Graduate students, many of whom had come from historically black colleges and universities (HBCUs), spoke of how their experiences at HBCUs differed from their experiences at predominantly white institutions (PWIs) and the need for PWIs to create supportive and intellectual communities for Black students. Several students mentioned how certain campus programs were instrumental to making them feel a sense of belonging on campus.
“I found my home at UW through the Graduate Opportunities and Minority Achievement Program (GO-MAP),” said UW electrical and computer engineering graduate student Jordan Drew. “The GO-MAP program brings together students of color in the graduate school to share space, to share their experiences, and really create family. I can say I probably wouldn’t be going into my fourth year if it wasn’t for that family I found through GO-MAP.”
Faculty shared instances in which they had been racially stereotyped despite their credentials and intellectual scholarship, the challenge of tenure and promotion in the absence of adequate mentorship, and the way in which mentorship is not valued as part of the tenure and promotion process. For some, mentoring Black students “feeds the soul” and ignoring it is like compartmentalizing one’s identity.

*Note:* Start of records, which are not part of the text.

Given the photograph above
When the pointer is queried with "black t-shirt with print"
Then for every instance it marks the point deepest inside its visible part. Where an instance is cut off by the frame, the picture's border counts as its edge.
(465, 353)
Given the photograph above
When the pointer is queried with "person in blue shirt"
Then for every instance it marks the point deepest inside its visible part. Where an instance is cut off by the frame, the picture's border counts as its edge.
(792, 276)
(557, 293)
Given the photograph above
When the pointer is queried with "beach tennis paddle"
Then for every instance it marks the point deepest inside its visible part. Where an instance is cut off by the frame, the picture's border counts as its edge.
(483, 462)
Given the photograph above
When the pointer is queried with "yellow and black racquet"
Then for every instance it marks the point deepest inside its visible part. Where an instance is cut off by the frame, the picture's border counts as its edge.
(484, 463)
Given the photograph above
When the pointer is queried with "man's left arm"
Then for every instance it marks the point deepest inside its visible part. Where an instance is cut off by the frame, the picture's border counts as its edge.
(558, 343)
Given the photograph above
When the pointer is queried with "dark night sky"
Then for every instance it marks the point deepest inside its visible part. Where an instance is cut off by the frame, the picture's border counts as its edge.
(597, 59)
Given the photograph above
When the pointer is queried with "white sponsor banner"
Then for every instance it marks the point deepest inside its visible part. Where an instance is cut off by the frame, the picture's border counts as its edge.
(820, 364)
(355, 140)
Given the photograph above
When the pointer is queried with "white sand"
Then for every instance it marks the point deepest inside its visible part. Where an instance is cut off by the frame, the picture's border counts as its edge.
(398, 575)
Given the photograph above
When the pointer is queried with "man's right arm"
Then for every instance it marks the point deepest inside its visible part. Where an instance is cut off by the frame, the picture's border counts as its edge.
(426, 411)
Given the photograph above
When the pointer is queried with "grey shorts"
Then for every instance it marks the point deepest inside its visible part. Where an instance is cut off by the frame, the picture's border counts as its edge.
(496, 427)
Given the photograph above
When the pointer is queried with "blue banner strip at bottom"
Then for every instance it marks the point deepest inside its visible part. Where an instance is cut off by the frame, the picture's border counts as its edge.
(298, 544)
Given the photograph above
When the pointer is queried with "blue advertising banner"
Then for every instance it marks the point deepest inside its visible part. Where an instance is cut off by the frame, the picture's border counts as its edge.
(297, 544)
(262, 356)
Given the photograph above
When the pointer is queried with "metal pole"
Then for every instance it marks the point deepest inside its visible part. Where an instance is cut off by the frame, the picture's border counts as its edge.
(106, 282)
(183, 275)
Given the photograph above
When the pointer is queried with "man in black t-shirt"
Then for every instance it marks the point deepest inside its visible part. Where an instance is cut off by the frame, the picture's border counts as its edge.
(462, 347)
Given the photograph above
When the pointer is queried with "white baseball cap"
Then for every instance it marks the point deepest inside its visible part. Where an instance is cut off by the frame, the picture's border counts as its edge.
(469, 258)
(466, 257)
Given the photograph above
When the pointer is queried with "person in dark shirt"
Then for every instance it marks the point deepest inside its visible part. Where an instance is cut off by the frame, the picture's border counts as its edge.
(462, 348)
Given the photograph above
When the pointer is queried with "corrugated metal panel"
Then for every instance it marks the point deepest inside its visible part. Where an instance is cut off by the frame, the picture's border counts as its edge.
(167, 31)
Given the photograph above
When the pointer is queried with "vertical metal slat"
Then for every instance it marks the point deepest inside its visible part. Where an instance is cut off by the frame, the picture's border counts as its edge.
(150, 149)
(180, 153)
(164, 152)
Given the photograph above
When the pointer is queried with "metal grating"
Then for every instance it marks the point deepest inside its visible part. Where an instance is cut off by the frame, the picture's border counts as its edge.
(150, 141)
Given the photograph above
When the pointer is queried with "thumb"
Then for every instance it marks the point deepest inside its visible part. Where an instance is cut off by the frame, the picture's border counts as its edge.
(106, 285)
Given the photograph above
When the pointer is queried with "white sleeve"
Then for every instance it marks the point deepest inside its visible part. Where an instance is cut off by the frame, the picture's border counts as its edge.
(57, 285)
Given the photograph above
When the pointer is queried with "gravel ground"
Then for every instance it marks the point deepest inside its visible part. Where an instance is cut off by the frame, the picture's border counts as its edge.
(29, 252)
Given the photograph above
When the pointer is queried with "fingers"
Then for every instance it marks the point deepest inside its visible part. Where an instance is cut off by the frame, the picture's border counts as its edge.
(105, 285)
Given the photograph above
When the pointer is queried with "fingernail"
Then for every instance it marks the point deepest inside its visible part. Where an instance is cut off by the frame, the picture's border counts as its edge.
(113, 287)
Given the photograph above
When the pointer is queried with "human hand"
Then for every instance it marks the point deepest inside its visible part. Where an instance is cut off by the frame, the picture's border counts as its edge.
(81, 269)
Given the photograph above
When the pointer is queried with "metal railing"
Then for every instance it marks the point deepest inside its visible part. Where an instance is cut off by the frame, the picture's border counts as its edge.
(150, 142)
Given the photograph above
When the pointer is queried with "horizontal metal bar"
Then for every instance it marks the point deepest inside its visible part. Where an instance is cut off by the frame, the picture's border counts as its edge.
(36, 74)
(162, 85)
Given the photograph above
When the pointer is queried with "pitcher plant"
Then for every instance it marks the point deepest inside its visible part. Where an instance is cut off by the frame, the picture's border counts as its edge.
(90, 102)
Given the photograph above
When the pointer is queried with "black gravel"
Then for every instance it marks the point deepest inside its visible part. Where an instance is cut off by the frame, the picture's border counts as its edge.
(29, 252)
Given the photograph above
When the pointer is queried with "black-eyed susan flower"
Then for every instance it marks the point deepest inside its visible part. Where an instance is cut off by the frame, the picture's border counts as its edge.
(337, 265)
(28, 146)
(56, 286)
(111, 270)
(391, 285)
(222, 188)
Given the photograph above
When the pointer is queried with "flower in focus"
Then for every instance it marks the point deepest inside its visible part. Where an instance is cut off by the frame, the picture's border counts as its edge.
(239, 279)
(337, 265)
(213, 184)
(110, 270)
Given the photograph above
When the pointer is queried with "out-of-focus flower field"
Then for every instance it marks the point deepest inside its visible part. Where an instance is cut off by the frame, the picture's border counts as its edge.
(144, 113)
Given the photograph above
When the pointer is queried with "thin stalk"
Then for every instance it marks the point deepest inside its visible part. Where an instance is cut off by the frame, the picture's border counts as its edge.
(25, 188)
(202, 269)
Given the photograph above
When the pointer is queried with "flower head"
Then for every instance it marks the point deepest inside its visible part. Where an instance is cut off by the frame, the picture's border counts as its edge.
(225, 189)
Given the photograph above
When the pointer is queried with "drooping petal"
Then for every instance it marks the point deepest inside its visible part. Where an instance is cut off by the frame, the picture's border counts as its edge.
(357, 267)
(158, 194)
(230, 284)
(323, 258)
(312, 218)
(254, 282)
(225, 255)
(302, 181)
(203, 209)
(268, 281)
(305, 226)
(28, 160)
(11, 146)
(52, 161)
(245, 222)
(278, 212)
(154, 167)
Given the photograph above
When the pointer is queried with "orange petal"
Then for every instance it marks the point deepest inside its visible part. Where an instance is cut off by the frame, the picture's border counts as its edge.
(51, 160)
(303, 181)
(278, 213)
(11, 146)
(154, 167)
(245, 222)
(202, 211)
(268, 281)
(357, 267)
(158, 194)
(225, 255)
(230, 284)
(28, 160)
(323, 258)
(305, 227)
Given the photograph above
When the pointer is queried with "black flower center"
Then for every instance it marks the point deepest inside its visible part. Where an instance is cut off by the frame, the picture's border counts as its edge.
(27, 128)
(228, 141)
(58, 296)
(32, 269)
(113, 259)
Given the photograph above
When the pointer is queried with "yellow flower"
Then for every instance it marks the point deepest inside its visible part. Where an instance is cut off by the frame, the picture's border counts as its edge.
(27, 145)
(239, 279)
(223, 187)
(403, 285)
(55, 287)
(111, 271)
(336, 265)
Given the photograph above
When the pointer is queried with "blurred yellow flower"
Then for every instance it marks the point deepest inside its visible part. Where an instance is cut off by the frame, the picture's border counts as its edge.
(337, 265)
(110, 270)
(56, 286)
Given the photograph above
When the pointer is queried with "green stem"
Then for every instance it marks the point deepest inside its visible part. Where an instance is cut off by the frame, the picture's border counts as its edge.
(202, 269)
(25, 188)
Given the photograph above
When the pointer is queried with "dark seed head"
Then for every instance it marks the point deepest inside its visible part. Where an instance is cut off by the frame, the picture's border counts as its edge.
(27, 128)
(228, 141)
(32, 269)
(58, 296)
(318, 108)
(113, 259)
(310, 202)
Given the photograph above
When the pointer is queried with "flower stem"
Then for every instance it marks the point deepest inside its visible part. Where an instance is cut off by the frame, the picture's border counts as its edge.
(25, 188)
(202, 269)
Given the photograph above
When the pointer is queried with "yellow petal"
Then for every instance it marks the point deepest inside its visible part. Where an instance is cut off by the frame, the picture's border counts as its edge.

“As a Black faculty member, you want to provide these students with a sense of belonging, to give back, pay it forward, and when you are told that you should not spend too much time on [mentorship], it takes an emotional toll. It’s like basically being told to ignore a part of who you are,” said Tyrone Porter, Professor of Biomedical Engineering at the University of Texas at Austin.
Faculty panelists suggested that one way for graduate students and postdocs to better support Black and minority faculty is to nominate them for awards and offer to write letters of support for their tenure file.
Resolving to do more
The second day featured a panel of deans who talked about how colleges might take action, followed by a Q&A discussion on ending racism in academia. Nancy Allbritton, Dean of the UW College of Engineering, spoke of taking a holistic approach to addressing the structural inequities within academia that oppress Black people – transforming institutional policies as well as holding individuals accountable.
“I am encouraged that we have reached a moment where we are going to see real action,” said Allbritton. “While diversity, equity and inclusion efforts need to be owned at every level, ultimately it is really those at the top, like us deans, that need to say that this is important, that we are going to do this.”
Dean Allbritton emphasized the need for institutions, including UW, to not just increase access, but to also put in place the different support systems and opportunities to help Black scholars succeed once they arrive on campus, and to change merit and promotion criteria to encourage a cultural shift in how faculty teach STEM and approach equity.
Over the course of the 2-day event, panelists mentioned disruptive actions that individuals and institutions could take to combat racial injustice in academia, such as abolishing tenure, firing faculty who practice or promote racism, making faculty recruiting and promotion contingent on commitment to and participation in DEI efforts, academic reparations, protecting those who call out racism, issuing fines for racist behavior, redistributing funds to DEI initiatives, ending tokenism in public relations efforts, and anti-racism training for faculty.
“We were truly in awe of the overwhelming interest in this event and the positive response we got from attendees,” said Stayton. “Ultimately this is just the beginning. We hope to find additional ways to collaborate with our peer institutions across the country and work to accelerate the changes that are necessary to make STEM a more diverse, equitable, and inclusive space.”
Recordings of the event are available on the Molecular Engineering & Sciences YouTube page. In addition, a list of resources from the panelists can be found here: IDEA (Inclusivity, Diversity, Equity, Anti-Racism) Resources.